|« A model for continuing professional development||A first look at Moodle 2 »|
System rollouts and effective networked communicationContext, Management & Implementation, Performance support 1960 views
Last week, Charles Jennings wrote an important analysis of the state of training and the need for more "performance support" initiatives.
It raised a fair bit of discussion.
Focussing on new system rollouts for the time-being, here's my take on what's required for a successful rollout.
Most system rollouts only look at communicating with users once the rollout is ready to begin. This is too late. As the diagram shows, I propose that it's far better to start that communication process as early as possible. But don't despair - even if you're already half way through, you can still use the tools and techniques I suggest. Just start further down the diagram.
This communication should be two way. Effective system rollouts need to listen to users, not just tell them what will be happening.
Making this communication happen isn't difficult. The tools to do it are freely available, and very simple to set up. The easiest, and probably most effective, tool to use is a networked micro-blogging system such as Socialcast, Yammer or Flowr or even a simple, and license-free (NB. NOT free!) WordPress/BuddyPress site.
Wanted: Community engagement lead
You'll need to have someone on board who's responsible for community engagement. Let's say that's you... Ideally you'll already have quite a good network within the organisation. If not, you'll need to build one pretty quickly, mainly by being useful!
Start by asking questions (on the blog) about the war stories you're hearing. Talk about the stories you're hearing offline too... Try to get to the heart of the real problem.
When you feel you've understood the problem, write it down in words that your users will understand. Post it on the project blog. Encourage comments.
All this should help your business analyst to specify what's required from the system.
Your job is then to explain what has been specified. Set expectations. Don't over-promise.
You'll (hopefully) get more comments back. Whatever you do, don't ignore them. When you stop showing that you're listening, that's when your potential champion users will disengage from the process.
Once the system is built, it will be your job to show it in action. Use a tool like Jing to create quick demonstrations of the system solving some of the problems your users raised at the beginning. If that's not appropriate, build some quick annotated Powerpoints (or similar).
Bring in some of your most vociferous commenters to do the User Acceptance Testing. Again, it's these people who will become your champions. Watch them use the system. By doing so you will quickly pick up the pinch points - the places where users will stumble and not be sure what to do. (With one system I looked at today that was on the first page!!!)
If the testing is successful, consider videoing the champions talking about their experiences, and how they think the system will help. You do have a way of distributing video in your organisation, don't you?
If the testing is not successful, explain why. (Although, by this time, your network of champions will probably be doing so already...) Again, keep it real. Set expectations that you believe can be achieved.
Use the results of the testing to build Frequently Asked Questions. Don't forget, these won't just be technical (how-do-I) questions.

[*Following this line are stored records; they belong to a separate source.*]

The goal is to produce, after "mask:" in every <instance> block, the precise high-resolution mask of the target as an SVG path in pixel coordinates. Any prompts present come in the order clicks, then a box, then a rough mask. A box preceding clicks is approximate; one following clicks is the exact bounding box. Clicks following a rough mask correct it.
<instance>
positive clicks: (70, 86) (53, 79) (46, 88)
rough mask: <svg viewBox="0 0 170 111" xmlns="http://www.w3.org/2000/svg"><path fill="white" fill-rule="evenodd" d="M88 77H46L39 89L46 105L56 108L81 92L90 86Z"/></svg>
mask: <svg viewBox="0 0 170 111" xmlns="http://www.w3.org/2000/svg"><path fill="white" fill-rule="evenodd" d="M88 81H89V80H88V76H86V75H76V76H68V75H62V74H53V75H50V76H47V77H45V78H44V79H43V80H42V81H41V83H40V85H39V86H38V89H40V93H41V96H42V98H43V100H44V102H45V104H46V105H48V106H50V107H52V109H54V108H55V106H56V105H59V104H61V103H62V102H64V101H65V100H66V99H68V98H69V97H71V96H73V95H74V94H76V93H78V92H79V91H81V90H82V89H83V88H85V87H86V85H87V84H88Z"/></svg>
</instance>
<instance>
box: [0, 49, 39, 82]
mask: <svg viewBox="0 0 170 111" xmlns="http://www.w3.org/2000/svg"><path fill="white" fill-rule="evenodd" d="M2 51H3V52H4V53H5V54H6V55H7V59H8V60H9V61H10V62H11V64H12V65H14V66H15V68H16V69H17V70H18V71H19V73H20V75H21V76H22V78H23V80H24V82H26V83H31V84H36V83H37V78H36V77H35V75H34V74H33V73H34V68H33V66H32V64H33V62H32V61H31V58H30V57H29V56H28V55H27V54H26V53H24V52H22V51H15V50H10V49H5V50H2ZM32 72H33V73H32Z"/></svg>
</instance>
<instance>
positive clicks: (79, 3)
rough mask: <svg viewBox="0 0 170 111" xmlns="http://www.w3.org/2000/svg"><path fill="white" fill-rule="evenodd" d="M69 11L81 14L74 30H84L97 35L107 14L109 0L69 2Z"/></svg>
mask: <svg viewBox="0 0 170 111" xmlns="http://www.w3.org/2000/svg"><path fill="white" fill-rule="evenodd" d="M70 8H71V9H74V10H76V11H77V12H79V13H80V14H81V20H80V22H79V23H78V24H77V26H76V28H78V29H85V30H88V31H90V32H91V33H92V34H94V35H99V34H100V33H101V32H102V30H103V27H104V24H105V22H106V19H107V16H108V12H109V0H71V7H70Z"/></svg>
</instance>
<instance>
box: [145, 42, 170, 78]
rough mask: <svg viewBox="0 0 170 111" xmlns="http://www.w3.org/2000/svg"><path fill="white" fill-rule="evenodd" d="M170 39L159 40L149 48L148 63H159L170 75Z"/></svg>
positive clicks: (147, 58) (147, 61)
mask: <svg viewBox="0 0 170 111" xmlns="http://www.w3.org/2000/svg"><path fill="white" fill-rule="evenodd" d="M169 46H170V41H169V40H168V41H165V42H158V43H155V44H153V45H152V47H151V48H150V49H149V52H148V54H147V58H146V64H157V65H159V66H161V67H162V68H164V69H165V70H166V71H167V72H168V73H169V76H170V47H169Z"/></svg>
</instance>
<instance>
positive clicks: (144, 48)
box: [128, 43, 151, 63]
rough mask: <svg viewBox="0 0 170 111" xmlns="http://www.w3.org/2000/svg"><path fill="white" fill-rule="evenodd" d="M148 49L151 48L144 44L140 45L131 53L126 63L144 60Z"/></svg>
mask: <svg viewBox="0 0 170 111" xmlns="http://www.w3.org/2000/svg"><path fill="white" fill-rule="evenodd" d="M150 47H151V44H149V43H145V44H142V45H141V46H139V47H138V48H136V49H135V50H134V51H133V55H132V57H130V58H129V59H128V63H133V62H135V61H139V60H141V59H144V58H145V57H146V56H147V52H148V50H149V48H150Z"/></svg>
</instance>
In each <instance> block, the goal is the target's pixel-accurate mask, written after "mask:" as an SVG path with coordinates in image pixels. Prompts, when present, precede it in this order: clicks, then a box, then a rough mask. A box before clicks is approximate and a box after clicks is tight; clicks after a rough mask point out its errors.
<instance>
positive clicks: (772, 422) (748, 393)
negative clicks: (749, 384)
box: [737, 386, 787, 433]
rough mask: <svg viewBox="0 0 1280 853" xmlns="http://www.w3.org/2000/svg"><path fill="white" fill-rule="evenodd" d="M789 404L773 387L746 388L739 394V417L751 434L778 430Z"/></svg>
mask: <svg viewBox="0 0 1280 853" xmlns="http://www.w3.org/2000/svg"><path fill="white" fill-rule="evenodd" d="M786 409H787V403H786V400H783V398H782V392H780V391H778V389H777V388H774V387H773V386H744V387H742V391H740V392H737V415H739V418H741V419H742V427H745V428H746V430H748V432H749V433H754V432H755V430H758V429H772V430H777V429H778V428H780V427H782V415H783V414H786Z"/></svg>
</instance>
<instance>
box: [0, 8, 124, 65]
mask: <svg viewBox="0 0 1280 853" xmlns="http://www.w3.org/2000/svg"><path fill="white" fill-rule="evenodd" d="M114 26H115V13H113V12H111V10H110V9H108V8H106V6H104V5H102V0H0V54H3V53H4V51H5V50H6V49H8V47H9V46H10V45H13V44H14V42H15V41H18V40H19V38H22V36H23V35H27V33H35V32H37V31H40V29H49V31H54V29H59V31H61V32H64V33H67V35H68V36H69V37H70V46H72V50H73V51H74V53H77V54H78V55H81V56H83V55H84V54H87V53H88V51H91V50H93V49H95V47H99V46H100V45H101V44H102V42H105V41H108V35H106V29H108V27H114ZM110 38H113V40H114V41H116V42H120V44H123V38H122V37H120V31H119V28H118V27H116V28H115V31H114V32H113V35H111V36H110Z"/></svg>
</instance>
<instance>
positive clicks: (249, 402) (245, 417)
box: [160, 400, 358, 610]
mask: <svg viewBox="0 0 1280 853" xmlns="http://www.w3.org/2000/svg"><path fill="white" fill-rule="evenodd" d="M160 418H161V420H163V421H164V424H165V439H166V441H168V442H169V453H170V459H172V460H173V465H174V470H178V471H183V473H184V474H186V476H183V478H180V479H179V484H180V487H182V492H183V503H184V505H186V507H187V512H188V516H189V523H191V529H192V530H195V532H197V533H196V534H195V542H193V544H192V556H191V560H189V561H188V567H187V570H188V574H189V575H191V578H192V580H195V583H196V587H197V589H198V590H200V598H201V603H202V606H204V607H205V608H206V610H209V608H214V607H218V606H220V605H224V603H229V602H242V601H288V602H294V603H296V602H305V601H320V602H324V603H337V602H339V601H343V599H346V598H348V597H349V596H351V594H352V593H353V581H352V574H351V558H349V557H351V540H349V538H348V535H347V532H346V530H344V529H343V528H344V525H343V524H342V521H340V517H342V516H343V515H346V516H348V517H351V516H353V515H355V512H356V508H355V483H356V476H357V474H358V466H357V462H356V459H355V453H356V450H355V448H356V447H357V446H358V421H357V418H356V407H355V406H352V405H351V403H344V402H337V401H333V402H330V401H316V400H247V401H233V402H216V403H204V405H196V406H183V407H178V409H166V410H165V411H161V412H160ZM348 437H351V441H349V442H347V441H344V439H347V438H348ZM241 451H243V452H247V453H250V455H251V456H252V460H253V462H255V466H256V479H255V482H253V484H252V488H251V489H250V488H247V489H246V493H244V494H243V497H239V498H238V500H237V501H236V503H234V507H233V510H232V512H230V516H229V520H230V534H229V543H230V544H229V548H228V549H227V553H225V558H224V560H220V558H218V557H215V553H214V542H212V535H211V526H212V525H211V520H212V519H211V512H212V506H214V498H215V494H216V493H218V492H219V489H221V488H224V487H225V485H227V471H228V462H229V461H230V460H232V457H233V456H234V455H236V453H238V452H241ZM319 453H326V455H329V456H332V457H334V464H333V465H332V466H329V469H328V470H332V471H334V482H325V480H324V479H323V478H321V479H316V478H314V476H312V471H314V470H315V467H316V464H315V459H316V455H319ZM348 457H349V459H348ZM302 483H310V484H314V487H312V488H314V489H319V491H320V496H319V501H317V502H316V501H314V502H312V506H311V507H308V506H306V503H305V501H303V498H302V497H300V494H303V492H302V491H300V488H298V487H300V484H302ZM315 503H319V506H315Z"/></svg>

A lot of them will be why-do-I - without that understanding many people won't get very far.
Use your blog to provide examples of good practice (eg. Rapid elearning blog), preferably with pictures, videos or screen-capture movies. Highlight what your champions are doing. Give them recognition and they'll help you by becoming advocates and trainers.
As people use the system, and raise support calls, you should maintain the FAQs, and monitor and respond to comments raising further questions.
Ideally your systems will have automated status monitoring that users can check out if they're having problems. If not, then make sure that someone is responsible for immediately publicing issues as soon as they occur (eg. Hostdime - an exemplary company for support and customer communication). For one thing it will reduce support calls, but it will also improve the reputation of the system team, as users will know they're being kept informed.
Finally, I've said you need to provide great customer support. I've dealt with that in a previous post, but all the work you've done up to now will provide an incredibly useful foundational knowledge-base.
Networked communication is key
At the heart of this whole user support / training / communication initiative is a very simple networked communication system. Yes, you'll still need some traditional communications for those people who choose to keep separate from the network. But, by making use of the connections that already exist between people you'll find your system rollout a whole lot easier. Take a look at the short presentation below to see why.
Such a communication tool need not just be for system rollouts. In fact, I'd recommend that every organisation of more than 12 people considers implementing one. The larger the organisation the more useful it can become - for performance support, knowledge sharing, and for identifying issues before they become problems.